May 1995 - Plans for an ID card are conceived when the Tories launch a green paper on identity cards. Tony Blair opposes the scheme and at the Labour Party Conference he says: “Instead of wasting hundreds of millions of pounds on compulsory ID cards as the Tory Right, that money provide thousands more police officers on the beat in our local communities”

May 1997 - Labour’s election victory halts any progress plans for ID cards included in the Conservative Party manifesto.

September 2001 - Following 9/11 home secretary David Blunkett revives a proposal for ID cards, to be called ‘entitlement cards’ but is reportedly opposed by Cabinet colleagues.

February 2002 - Rising concerns about identity theft and the misuse of public services gives legs to proposals for the introduction of entitlement cards to be used to obtain social security services

3 July 2002 - The home office publishes a consultation paper, “Entitlement Cards and Identity Fraud”

November 2003 - Proposals for a ‘British national identity card’ liked to a national identity database are included in the Queen’s Speech.

November 2004 - The Identity Cards Bill is included in the Queen’s Speech on 23 November and is introduced to the House of Commons on 29 November.

11 February 2005 - The third reading of the bill in the Commons is approved by 224 votes to 64. The Tories officially abstain. The election is called before the Bill can be debated in the Lords.

25 May 2005 - Labour introduces a new Identity Cards Bill, substantially the same as the previous Bill, on its electoral mandate.

August 2005 - Tony McNulty, minister in charge of the scheme, states that the government may have “oversold the advantages of identity cards,” during a private seminar for the Fabian Society

23 January 2006 - Having passed through the Commons and the Lords’ committee stage, the House of Lords defeats the government by backing a fully voluntary scheme.

30 March 2006 - After a journey back to the Commons the Bill receives Royal Assent, entering the statute book as the Identity Cards Act 2006

November 2008 - Non-European Union foreign nationals with permission to stay in the UK on the basis of a student visa or a marriage/civil partnership visa will, when applying to extend their stay, be required to apply for an ID card

June 2009 - A pilot scheme involving compulsory IDs for 30,000 air industry staff is cancelled after substantial opposition from unions.

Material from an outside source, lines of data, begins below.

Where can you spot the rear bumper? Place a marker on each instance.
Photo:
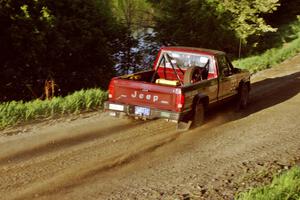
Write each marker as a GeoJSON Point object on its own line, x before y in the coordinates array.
{"type": "Point", "coordinates": [117, 108]}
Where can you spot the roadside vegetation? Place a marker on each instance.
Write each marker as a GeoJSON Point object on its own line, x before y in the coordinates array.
{"type": "Point", "coordinates": [276, 55]}
{"type": "Point", "coordinates": [14, 112]}
{"type": "Point", "coordinates": [284, 186]}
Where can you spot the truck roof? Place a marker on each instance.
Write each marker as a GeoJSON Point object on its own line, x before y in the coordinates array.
{"type": "Point", "coordinates": [193, 50]}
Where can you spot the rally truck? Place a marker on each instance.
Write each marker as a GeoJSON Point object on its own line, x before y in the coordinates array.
{"type": "Point", "coordinates": [183, 83]}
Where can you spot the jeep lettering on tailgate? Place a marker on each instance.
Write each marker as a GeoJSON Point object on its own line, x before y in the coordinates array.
{"type": "Point", "coordinates": [149, 97]}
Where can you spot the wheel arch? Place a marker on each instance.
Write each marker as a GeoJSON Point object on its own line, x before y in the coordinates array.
{"type": "Point", "coordinates": [201, 98]}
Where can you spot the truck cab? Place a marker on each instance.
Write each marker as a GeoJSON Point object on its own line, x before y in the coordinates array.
{"type": "Point", "coordinates": [182, 84]}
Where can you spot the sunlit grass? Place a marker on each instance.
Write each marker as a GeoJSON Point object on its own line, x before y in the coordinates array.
{"type": "Point", "coordinates": [14, 112]}
{"type": "Point", "coordinates": [285, 186]}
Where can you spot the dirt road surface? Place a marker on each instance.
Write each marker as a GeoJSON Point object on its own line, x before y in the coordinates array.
{"type": "Point", "coordinates": [99, 157]}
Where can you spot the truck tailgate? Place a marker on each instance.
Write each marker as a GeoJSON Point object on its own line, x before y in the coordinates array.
{"type": "Point", "coordinates": [144, 94]}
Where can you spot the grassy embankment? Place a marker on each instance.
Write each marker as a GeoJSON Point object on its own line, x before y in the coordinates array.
{"type": "Point", "coordinates": [285, 186]}
{"type": "Point", "coordinates": [14, 112]}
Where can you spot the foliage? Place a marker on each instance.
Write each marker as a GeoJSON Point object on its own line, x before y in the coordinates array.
{"type": "Point", "coordinates": [285, 186]}
{"type": "Point", "coordinates": [14, 112]}
{"type": "Point", "coordinates": [270, 58]}
{"type": "Point", "coordinates": [212, 23]}
{"type": "Point", "coordinates": [136, 18]}
{"type": "Point", "coordinates": [68, 41]}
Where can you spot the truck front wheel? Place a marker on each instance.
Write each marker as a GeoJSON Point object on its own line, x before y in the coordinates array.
{"type": "Point", "coordinates": [243, 97]}
{"type": "Point", "coordinates": [198, 118]}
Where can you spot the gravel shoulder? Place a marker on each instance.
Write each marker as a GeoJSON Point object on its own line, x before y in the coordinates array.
{"type": "Point", "coordinates": [98, 157]}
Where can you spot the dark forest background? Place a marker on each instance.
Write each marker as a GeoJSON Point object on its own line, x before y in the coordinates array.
{"type": "Point", "coordinates": [80, 44]}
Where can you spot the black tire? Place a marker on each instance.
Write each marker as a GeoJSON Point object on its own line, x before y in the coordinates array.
{"type": "Point", "coordinates": [191, 75]}
{"type": "Point", "coordinates": [243, 97]}
{"type": "Point", "coordinates": [198, 118]}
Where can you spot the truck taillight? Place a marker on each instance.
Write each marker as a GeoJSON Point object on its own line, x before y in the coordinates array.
{"type": "Point", "coordinates": [179, 101]}
{"type": "Point", "coordinates": [111, 90]}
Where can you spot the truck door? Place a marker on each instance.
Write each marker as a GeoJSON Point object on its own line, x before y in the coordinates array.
{"type": "Point", "coordinates": [228, 81]}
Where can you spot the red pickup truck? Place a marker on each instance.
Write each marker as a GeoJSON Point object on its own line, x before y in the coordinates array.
{"type": "Point", "coordinates": [183, 83]}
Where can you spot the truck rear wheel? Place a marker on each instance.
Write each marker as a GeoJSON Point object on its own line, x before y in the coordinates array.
{"type": "Point", "coordinates": [243, 97]}
{"type": "Point", "coordinates": [198, 118]}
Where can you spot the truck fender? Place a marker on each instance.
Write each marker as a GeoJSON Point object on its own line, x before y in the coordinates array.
{"type": "Point", "coordinates": [242, 82]}
{"type": "Point", "coordinates": [201, 98]}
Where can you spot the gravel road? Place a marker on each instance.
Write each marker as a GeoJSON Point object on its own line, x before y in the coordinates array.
{"type": "Point", "coordinates": [94, 156]}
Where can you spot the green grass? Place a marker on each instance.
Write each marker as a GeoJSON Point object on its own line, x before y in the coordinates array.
{"type": "Point", "coordinates": [14, 112]}
{"type": "Point", "coordinates": [283, 187]}
{"type": "Point", "coordinates": [274, 56]}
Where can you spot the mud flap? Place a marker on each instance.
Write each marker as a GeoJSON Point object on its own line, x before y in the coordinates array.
{"type": "Point", "coordinates": [184, 126]}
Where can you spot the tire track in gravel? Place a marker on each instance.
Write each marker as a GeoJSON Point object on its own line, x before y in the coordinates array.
{"type": "Point", "coordinates": [85, 158]}
{"type": "Point", "coordinates": [53, 140]}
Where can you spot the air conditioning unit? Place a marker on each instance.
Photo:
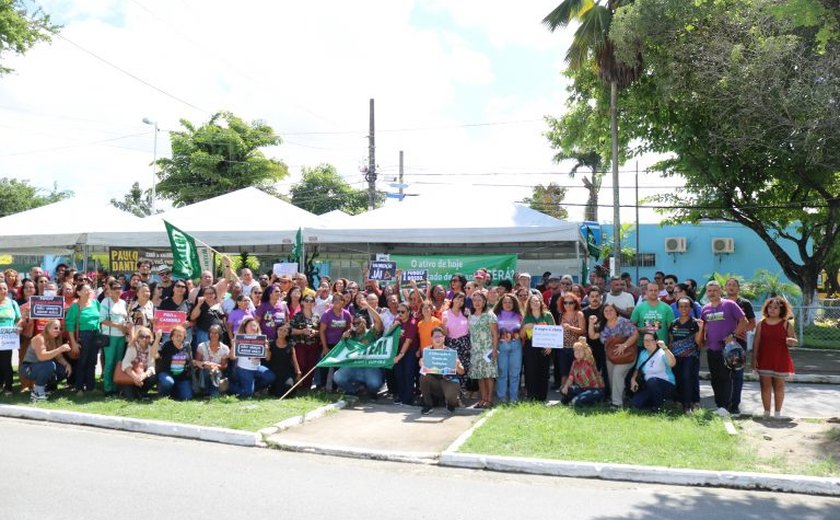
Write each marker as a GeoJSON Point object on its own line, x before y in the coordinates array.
{"type": "Point", "coordinates": [723, 245]}
{"type": "Point", "coordinates": [675, 244]}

October 2009 - A pilot scheme open to all residents of Greater Manchester begins.

November 2009 - A pilot scheme involving free, voluntary ID Cards for airside workers introduced but is later cancelled at Manchester and London City Airports.

27 May 2010 - The ID card dies, killed by the Con-Lib coalition and home secretary Theresa May in the Identity Documents Bill 2010. Among those who will miss it is John Kirby who told the BBC that he loves his identity card and would have paid £75 for it. Sorry John.